Creative Curriculum
- jody cooper
- Aug 9, 2020
- 3 min read
Updated: Apr 5

Once, when homeschooling, I decided that for a whole week we were only going to study pirates! And that’s what we did. It was amazing. We read Howard Pyle’s Book of Pirates and visited the museum that displays the originals he painted for his book. We studied the Caribbean and the history of pirates. I’m sure we must have calculated the value of plunder on Black Beard’s ship and other such mind-bending activities.
Lynn’s Approach
Lynn had the same idea that I had but carried it further. She picked a topic each month, for practically all the years she homeschooled, and molded their studies around it. They studied the moon landing, the Erie Canal, Native American mythology, the Great Lakes, Aesop’s Fables, Seven Wonders of the Ancient World, physics and many other topics.
Lynn started homeschooling because her oldest was bored in school. He was bright and quickly finished up assignments and sat around waiting for more. Lynn knew she could offer him more at home:
I used a math textbook when I homeschooled my kids, and I found a workbook with science experiments. But I always was looking for creative ways to jazz up learning."
Other than their monthly topic, some favorite activities included Performance of the Week, where they studied a different genre of music each month. They learned electronics using Snap Circuits, mapped the journey described in Around the World in 80 Days, explored the Olympics every time they were held, and studied different states - when they were founded, their motto, and state birds, etc.
Lynn thought a blog might be an opportunity for her oldest, Braden, to write creatively. Braden was all over the idea, “What could it be about? Oh Minecraft!!” Lynn might suggest that today he might write a post on his blog, but she didn’t tell him what to write. She didn’t proofread anything before he posted it. They talked a little about it, but it was his thing. However, she liked to keep an eye on this activity because once Braden’s on the computer, he slipped easily into watching YouTube videos of kids playing Minecraft instead of blogging about Minecraft.
In 2014, they used the book Hello World to learn Python. Susan thought it was important for her kids to learn computer programming:
I want them to be able to program. I think that’s important, to understand the basis of the Internet…I’d love for them to be able to make an app.
Last year Braden used Python to analyze wave data from the Great Lakes. Monitoring stations in the Great Lakes gathered data and Braden learned to pull that data from buoys, organize the data, graph the data, even graph multiple lakes onto the same graph. But her daughter, Brandy, wasn’t nearly as interested in programming, so Lynn took a different approach with her:
Brandy is not quite as interested in coding.
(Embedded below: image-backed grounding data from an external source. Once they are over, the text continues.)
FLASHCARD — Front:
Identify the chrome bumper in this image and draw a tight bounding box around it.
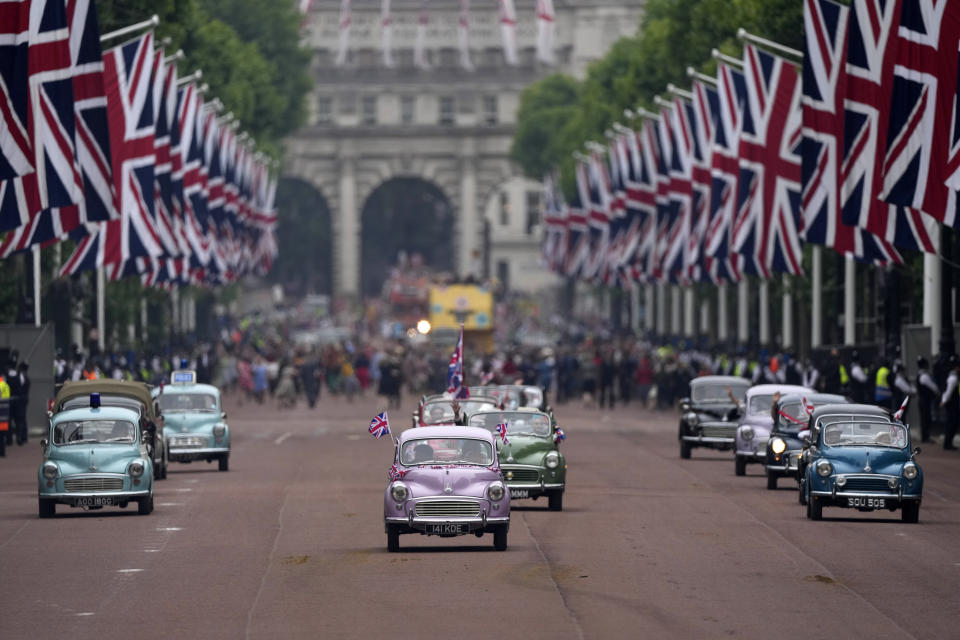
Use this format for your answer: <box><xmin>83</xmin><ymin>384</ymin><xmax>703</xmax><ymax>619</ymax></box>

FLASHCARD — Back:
<box><xmin>385</xmin><ymin>515</ymin><xmax>510</xmax><ymax>534</ymax></box>
<box><xmin>682</xmin><ymin>435</ymin><xmax>734</xmax><ymax>444</ymax></box>
<box><xmin>41</xmin><ymin>490</ymin><xmax>150</xmax><ymax>502</ymax></box>
<box><xmin>168</xmin><ymin>446</ymin><xmax>229</xmax><ymax>460</ymax></box>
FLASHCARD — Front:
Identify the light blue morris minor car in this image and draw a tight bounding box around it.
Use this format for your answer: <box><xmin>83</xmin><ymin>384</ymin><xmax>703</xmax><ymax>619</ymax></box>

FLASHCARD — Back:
<box><xmin>38</xmin><ymin>398</ymin><xmax>154</xmax><ymax>517</ymax></box>
<box><xmin>804</xmin><ymin>404</ymin><xmax>923</xmax><ymax>522</ymax></box>
<box><xmin>155</xmin><ymin>371</ymin><xmax>230</xmax><ymax>471</ymax></box>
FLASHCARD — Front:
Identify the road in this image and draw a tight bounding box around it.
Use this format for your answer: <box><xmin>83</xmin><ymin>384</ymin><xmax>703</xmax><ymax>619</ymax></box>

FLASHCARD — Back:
<box><xmin>1</xmin><ymin>391</ymin><xmax>958</xmax><ymax>639</ymax></box>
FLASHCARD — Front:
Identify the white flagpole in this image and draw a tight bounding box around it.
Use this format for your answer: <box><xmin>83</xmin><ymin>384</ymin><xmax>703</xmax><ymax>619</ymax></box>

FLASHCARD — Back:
<box><xmin>381</xmin><ymin>0</ymin><xmax>394</xmax><ymax>68</ymax></box>
<box><xmin>335</xmin><ymin>0</ymin><xmax>351</xmax><ymax>67</ymax></box>
<box><xmin>32</xmin><ymin>245</ymin><xmax>41</xmax><ymax>327</ymax></box>
<box><xmin>100</xmin><ymin>14</ymin><xmax>159</xmax><ymax>44</ymax></box>
<box><xmin>499</xmin><ymin>0</ymin><xmax>518</xmax><ymax>66</ymax></box>
<box><xmin>414</xmin><ymin>2</ymin><xmax>430</xmax><ymax>70</ymax></box>
<box><xmin>759</xmin><ymin>280</ymin><xmax>769</xmax><ymax>345</ymax></box>
<box><xmin>737</xmin><ymin>279</ymin><xmax>749</xmax><ymax>344</ymax></box>
<box><xmin>923</xmin><ymin>245</ymin><xmax>941</xmax><ymax>355</ymax></box>
<box><xmin>458</xmin><ymin>0</ymin><xmax>474</xmax><ymax>71</ymax></box>
<box><xmin>811</xmin><ymin>245</ymin><xmax>822</xmax><ymax>347</ymax></box>
<box><xmin>97</xmin><ymin>267</ymin><xmax>106</xmax><ymax>352</ymax></box>
<box><xmin>782</xmin><ymin>275</ymin><xmax>792</xmax><ymax>349</ymax></box>
<box><xmin>844</xmin><ymin>256</ymin><xmax>855</xmax><ymax>345</ymax></box>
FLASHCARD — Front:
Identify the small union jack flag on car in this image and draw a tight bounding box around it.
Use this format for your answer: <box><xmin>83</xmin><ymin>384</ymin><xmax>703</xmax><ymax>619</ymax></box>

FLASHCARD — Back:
<box><xmin>802</xmin><ymin>396</ymin><xmax>814</xmax><ymax>416</ymax></box>
<box><xmin>388</xmin><ymin>463</ymin><xmax>407</xmax><ymax>481</ymax></box>
<box><xmin>893</xmin><ymin>396</ymin><xmax>909</xmax><ymax>422</ymax></box>
<box><xmin>554</xmin><ymin>427</ymin><xmax>565</xmax><ymax>444</ymax></box>
<box><xmin>495</xmin><ymin>422</ymin><xmax>509</xmax><ymax>444</ymax></box>
<box><xmin>369</xmin><ymin>412</ymin><xmax>390</xmax><ymax>439</ymax></box>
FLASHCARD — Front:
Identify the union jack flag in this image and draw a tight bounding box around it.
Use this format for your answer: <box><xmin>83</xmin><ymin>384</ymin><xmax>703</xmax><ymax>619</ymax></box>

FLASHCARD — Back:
<box><xmin>659</xmin><ymin>102</ymin><xmax>691</xmax><ymax>284</ymax></box>
<box><xmin>801</xmin><ymin>0</ymin><xmax>901</xmax><ymax>265</ymax></box>
<box><xmin>553</xmin><ymin>427</ymin><xmax>565</xmax><ymax>444</ymax></box>
<box><xmin>648</xmin><ymin>114</ymin><xmax>672</xmax><ymax>282</ymax></box>
<box><xmin>563</xmin><ymin>189</ymin><xmax>590</xmax><ymax>278</ymax></box>
<box><xmin>447</xmin><ymin>324</ymin><xmax>469</xmax><ymax>399</ymax></box>
<box><xmin>879</xmin><ymin>0</ymin><xmax>960</xmax><ymax>228</ymax></box>
<box><xmin>733</xmin><ymin>44</ymin><xmax>805</xmax><ymax>278</ymax></box>
<box><xmin>151</xmin><ymin>53</ymin><xmax>181</xmax><ymax>261</ymax></box>
<box><xmin>840</xmin><ymin>0</ymin><xmax>939</xmax><ymax>252</ymax></box>
<box><xmin>388</xmin><ymin>463</ymin><xmax>408</xmax><ymax>481</ymax></box>
<box><xmin>495</xmin><ymin>421</ymin><xmax>509</xmax><ymax>443</ymax></box>
<box><xmin>622</xmin><ymin>124</ymin><xmax>656</xmax><ymax>283</ymax></box>
<box><xmin>686</xmin><ymin>88</ymin><xmax>714</xmax><ymax>283</ymax></box>
<box><xmin>705</xmin><ymin>63</ymin><xmax>746</xmax><ymax>284</ymax></box>
<box><xmin>893</xmin><ymin>395</ymin><xmax>909</xmax><ymax>421</ymax></box>
<box><xmin>0</xmin><ymin>0</ymin><xmax>82</xmax><ymax>232</ymax></box>
<box><xmin>369</xmin><ymin>411</ymin><xmax>391</xmax><ymax>439</ymax></box>
<box><xmin>802</xmin><ymin>395</ymin><xmax>815</xmax><ymax>415</ymax></box>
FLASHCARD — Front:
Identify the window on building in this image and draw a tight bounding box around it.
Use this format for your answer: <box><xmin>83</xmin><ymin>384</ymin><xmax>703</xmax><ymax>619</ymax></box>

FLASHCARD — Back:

I’m still looking for the right hook for her. This year we ended up reading a book called Computational Fairytales, which introduces coding concepts in a general, fairytale type story, which was the right way to do it for her.
Planning for the Week/Higher Education
While Lynn is a teacher, she didn’t write or use lesson plans. Each Sunday she planned out the week, writing out a schedule on paper and giving each child a daily list. Like many other parents, as her oldest approached high school, she began to feel nervous about whether they had covered enough material:
Oh, I can’t put it into words…you know, a little bit of this, a little bit of that, some of this and some of that and we’d have big gaping holes, and I’d be like, “Oh, why didn’t I cover that?"
She embedded some structured learning into their projects. Early on she used a book teaching writing called Rip the Page. Writing Strands was another popular writing curriculum they u sed. But finally, as fear rattled her nerves more regularly, she purchased a classical curriculum called The Well-Trained Mind that took a more systematic approach to history and the classics. It encompassed logic and Latin and rhetoric.
We all worry about our children’s success. No matter how much we love homeschooling, and how excited we are watching our children learn, higher education casts a deep shadow over the process. A belief that a standardized curriculum will best serve students in treading the path of learning often calms one’s nerves. It takes courage to wander off the path.